Menurut Dr. Simran Saini, seorang ahli nutrisi di Rumah Sakit Fortis, New Delhi mengatakan: "Mi instan yang diolah dari tepung maida dan bahan pengawet adalah kombinasi kosong."
3. Kandungan Lemak Berbahaya untuk Tubuh
Mi instan mengadung lemak jenuh yang jika dikonsumsi secara berlebihan atau teratur dapat menaikan kadar kolesterol dalam darah.
Memiliki riwayat kolesterol tinggi dapat meningkatkan risiko penyakit jantung dan juga diabetes.
"Bumbu pada mi instan mengandung kolesterol jahat, karbohidrat tanpa nutrisi dan serat sama sekali.
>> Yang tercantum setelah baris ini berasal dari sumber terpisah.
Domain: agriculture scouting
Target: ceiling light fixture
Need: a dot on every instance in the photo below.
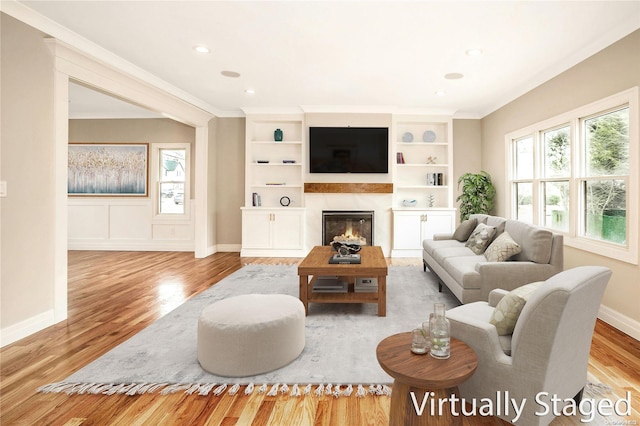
(453, 76)
(231, 74)
(474, 52)
(200, 48)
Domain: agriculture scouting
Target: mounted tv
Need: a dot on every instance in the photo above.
(349, 150)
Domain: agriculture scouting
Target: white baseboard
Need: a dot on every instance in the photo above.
(229, 247)
(114, 245)
(621, 322)
(25, 328)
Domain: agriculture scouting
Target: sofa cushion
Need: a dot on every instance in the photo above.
(433, 246)
(451, 252)
(535, 243)
(464, 230)
(502, 248)
(507, 311)
(463, 270)
(480, 238)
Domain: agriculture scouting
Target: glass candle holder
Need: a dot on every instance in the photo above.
(419, 341)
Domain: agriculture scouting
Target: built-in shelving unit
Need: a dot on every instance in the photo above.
(423, 171)
(273, 216)
(423, 166)
(274, 169)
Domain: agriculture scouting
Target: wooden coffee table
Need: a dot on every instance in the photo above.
(420, 374)
(373, 265)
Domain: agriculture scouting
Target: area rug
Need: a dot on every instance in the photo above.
(339, 355)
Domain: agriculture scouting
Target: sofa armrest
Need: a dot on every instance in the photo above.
(437, 237)
(496, 295)
(480, 335)
(511, 275)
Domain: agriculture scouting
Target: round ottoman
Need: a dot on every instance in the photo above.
(250, 334)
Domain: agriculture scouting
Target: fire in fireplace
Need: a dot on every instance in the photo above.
(354, 227)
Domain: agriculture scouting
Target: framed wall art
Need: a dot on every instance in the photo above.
(108, 169)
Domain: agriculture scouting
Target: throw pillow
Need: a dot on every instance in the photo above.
(507, 311)
(465, 229)
(480, 238)
(502, 248)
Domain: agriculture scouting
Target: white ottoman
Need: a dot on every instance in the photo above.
(250, 334)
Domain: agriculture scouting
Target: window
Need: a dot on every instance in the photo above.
(172, 179)
(578, 174)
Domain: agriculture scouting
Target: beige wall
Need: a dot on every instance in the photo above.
(27, 147)
(148, 130)
(610, 71)
(229, 190)
(466, 152)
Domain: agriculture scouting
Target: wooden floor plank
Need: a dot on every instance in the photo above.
(114, 295)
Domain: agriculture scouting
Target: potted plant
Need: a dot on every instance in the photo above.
(477, 194)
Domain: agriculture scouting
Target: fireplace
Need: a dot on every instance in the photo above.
(348, 226)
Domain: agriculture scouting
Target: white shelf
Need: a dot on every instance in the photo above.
(422, 186)
(421, 165)
(277, 142)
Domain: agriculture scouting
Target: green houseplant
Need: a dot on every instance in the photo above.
(477, 194)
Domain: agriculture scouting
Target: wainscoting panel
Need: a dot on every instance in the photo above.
(88, 222)
(126, 224)
(130, 222)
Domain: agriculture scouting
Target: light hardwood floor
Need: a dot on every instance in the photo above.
(114, 295)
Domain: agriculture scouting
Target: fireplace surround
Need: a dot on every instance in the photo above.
(354, 226)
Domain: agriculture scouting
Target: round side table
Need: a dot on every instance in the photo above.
(417, 375)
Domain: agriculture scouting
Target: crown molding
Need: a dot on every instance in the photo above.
(32, 18)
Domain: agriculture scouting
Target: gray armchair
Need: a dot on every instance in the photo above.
(548, 350)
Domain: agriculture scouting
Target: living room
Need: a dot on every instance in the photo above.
(34, 217)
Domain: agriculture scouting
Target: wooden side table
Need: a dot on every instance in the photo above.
(423, 374)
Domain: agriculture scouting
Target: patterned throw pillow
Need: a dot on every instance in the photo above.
(480, 238)
(502, 248)
(465, 229)
(507, 311)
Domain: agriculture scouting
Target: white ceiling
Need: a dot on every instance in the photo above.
(347, 54)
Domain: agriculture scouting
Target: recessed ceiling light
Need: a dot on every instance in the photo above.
(474, 52)
(453, 76)
(200, 48)
(231, 74)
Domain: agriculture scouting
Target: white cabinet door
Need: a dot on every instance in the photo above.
(256, 229)
(287, 230)
(407, 230)
(411, 227)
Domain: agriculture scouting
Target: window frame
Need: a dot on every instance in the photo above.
(627, 252)
(156, 156)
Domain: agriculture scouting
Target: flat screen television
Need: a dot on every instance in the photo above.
(348, 149)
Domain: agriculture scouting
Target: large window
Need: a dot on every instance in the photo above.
(578, 174)
(172, 173)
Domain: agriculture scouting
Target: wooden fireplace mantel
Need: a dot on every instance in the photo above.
(349, 188)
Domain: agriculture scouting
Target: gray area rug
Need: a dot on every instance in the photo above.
(341, 339)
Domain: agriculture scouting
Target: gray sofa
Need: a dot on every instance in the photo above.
(470, 277)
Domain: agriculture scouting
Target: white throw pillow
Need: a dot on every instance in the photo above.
(502, 248)
(480, 238)
(507, 311)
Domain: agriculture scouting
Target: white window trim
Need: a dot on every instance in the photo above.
(572, 238)
(155, 177)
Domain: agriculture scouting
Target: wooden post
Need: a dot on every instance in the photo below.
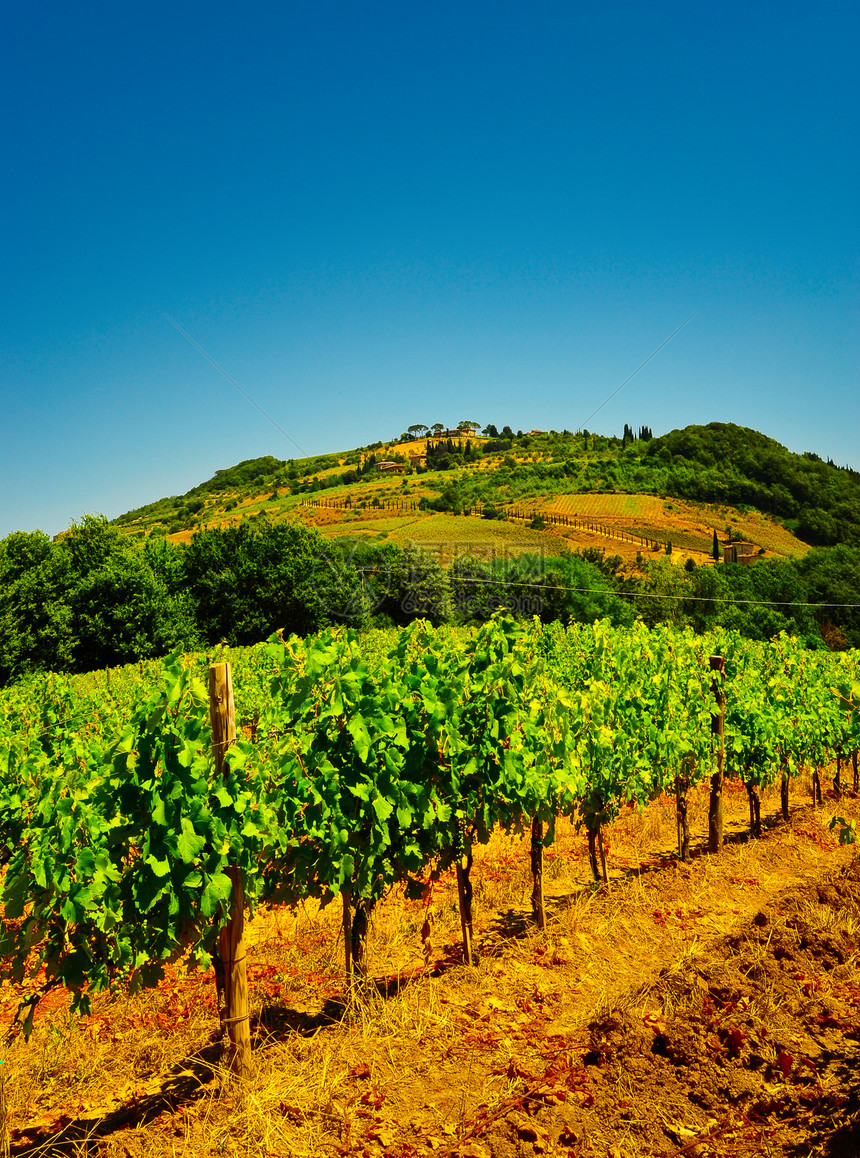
(230, 942)
(603, 855)
(784, 789)
(537, 873)
(464, 896)
(718, 726)
(347, 937)
(682, 786)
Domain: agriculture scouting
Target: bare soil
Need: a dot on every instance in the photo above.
(695, 1010)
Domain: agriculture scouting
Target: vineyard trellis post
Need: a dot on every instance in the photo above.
(718, 727)
(537, 873)
(784, 786)
(232, 946)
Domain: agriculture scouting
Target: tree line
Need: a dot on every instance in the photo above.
(97, 599)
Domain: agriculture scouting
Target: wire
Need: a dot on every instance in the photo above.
(234, 382)
(630, 594)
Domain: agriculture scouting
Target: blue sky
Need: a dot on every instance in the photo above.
(386, 213)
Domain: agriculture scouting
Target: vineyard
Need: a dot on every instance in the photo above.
(368, 768)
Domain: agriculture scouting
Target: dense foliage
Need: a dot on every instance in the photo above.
(375, 762)
(95, 599)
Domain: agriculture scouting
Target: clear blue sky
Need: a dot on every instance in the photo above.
(388, 213)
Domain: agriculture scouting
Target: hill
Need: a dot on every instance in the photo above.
(583, 488)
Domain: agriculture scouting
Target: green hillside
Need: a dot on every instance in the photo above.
(719, 466)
Seharusnya bisa Anda bayangkan jika mi instan dikonsumsi setiap hari," ujar Dr. Sharma.
Pada tahun 2013, sekelompok dokter di Amerika Serikat melakukan percobaan untuk melihat bagaimana fungsi pencernaan seseorang yang doyan makan mi instan.
Dengan bantuan kamera seukuran mikro, para dokter bisa melihat proses pengolahan mi instan dalam tubuh. Saat dilihat, ternyata butuh waktu berjam-jam bagi tubuh untuk mencerna mi tersebut.
Dr. Sharma memperingatkan bahwa makanan cepat saji atau olahan serupa harus dikonsumsi sesekali dan tak boleh menggantikan posisi makanan sehat.